# Seidelmann 30



## TSOJOURNER (Dec 16, 1999)

Hello all,
We currently own a 1984 Seidelmann 30T (not a 29.9). We have been using it on an inland lake and it behaves very well for this purpose. Next year we''re going to start venturing out. We''re going to keep a boat on the coast so we can start cruising the as far north as the Outer Banks of NC and down as far as the Keys, with possible excursions to Bermuda. Eventually going as far as the BVI and across to Costa Rica etc.
The guy i bought the boat from (the original owner) said it was perfect for this. She has good manners under sail and seems to be rock solid. Is this a good boat for this purpose? If not what is? Our boat budget is about 30K.
The thing that makes this one look sweet is that it''s paid for.
I would appreciate the input.
Dirt


----------



## Jeff_H (Feb 26, 2000)

This is not a cut and dry question. On the down side, it is my recollection that these boats were quite deep (over 6 feet). That is less than ideal on the Outer Banks. They were also a little tender and lightly built for the heavier conditions that are mor frequently encountered in this area. Also there will be cost assocaited with moving the boat that would not be recouped.

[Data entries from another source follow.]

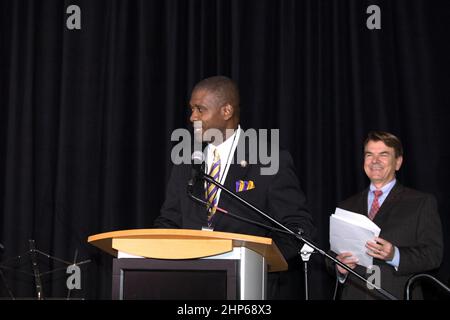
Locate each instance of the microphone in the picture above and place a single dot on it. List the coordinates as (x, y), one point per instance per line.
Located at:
(198, 166)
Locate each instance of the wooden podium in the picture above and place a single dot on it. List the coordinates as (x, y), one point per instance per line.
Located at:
(189, 264)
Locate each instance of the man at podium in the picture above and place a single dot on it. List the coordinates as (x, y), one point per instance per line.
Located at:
(215, 103)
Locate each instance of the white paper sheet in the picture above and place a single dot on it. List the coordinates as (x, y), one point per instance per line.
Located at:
(349, 231)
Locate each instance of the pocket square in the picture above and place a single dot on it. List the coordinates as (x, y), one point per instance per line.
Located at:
(242, 185)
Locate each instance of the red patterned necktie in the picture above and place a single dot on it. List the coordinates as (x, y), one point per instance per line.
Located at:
(375, 204)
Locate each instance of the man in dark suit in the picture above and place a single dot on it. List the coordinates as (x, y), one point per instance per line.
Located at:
(410, 241)
(215, 102)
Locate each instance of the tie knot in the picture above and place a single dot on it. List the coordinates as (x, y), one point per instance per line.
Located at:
(377, 193)
(216, 155)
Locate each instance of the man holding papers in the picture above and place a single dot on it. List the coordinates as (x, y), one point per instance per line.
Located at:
(410, 236)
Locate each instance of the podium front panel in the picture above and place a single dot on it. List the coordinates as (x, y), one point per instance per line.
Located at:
(154, 279)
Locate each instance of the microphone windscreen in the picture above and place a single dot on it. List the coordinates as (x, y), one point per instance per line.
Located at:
(198, 157)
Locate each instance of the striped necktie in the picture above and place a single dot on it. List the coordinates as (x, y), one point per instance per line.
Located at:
(211, 190)
(375, 204)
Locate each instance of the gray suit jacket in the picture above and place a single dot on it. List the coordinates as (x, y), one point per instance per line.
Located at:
(408, 219)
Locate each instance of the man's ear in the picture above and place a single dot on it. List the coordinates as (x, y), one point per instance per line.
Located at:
(227, 111)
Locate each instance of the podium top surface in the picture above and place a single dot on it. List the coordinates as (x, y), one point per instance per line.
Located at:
(186, 244)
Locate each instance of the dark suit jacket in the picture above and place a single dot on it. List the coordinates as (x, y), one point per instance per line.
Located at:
(278, 195)
(408, 219)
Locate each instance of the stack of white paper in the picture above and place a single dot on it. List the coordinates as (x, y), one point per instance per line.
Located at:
(349, 232)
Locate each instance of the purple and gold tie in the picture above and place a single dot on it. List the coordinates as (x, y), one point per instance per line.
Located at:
(211, 190)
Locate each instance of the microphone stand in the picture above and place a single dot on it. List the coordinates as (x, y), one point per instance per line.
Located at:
(298, 235)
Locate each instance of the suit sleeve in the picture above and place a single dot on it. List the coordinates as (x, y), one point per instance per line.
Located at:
(287, 202)
(428, 252)
(170, 215)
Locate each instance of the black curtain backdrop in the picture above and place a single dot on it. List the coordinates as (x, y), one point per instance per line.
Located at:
(86, 115)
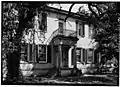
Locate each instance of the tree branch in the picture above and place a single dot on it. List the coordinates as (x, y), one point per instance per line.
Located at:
(69, 12)
(89, 6)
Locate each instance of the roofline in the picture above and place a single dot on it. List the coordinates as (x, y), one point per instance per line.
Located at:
(64, 12)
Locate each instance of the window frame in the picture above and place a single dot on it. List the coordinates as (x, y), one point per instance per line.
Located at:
(80, 29)
(92, 56)
(44, 53)
(64, 25)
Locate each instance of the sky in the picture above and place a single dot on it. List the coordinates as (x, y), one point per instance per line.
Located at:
(67, 6)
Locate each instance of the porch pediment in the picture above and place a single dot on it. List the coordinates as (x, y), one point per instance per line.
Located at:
(64, 40)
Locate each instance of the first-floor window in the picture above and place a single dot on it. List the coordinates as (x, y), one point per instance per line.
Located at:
(78, 55)
(42, 54)
(90, 57)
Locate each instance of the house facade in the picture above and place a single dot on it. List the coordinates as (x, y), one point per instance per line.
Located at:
(66, 44)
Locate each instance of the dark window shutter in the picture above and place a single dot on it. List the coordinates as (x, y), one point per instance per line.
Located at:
(49, 54)
(30, 53)
(43, 25)
(61, 27)
(83, 30)
(37, 53)
(84, 55)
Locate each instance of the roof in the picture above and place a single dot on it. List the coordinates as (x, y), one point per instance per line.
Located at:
(64, 12)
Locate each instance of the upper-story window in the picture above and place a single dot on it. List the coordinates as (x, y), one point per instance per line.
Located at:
(90, 56)
(42, 54)
(80, 29)
(91, 31)
(61, 25)
(43, 22)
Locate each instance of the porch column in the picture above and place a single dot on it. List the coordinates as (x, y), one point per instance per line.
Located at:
(74, 56)
(60, 58)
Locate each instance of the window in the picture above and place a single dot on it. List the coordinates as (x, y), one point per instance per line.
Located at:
(90, 30)
(30, 52)
(24, 52)
(78, 55)
(90, 58)
(43, 23)
(42, 54)
(61, 25)
(80, 29)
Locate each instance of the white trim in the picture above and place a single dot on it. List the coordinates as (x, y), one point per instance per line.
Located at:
(45, 54)
(70, 57)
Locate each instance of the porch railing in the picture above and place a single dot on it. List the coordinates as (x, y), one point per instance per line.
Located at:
(63, 32)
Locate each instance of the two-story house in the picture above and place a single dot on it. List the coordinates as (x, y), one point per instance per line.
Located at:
(67, 43)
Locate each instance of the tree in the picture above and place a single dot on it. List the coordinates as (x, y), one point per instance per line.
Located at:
(104, 17)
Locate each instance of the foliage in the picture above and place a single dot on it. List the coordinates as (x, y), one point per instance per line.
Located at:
(104, 17)
(16, 16)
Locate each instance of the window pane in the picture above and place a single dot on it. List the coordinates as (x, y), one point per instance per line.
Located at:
(78, 55)
(81, 29)
(42, 53)
(30, 53)
(90, 56)
(61, 27)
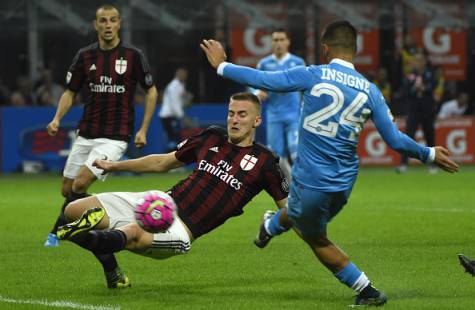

On the flip side, you know the boat and like it. Its paid for and if you sell her, you might have advertising costs or brokers fees. 

Jeff


----------



## TSOJOURNER (Dec 16, 1999)

Thanks Jeff,
This boat has the shoal draft 4''-2". It weights right at 9000 lbs and is 38% ballasted. I don''t know if the previous owner was truthfull or not, but he stated that he''d had her in fifteen foot sea''s. I''ve had her out in eight foot swells and forty mph winds. Mind you i dropped the sails and motored after it got over twenty five with gust to thirty five. Either she''s not to tender or i''m to dumb to notice. To me she seems pretty stable.
There just aren''t many around so i don''t know if there up to the cruising i want to do.
Thanks Again
Dirt


----------



## TSOJOURNER (Dec 16, 1999)

Jeff,
Just registered to this site in an effort to initiate the process of selling a '86 Seidelmann 295 for a friend. It is located on Long Beach Isl. NJ. and the seller is anxious. Might you suggest a route to do this most expediently?


----------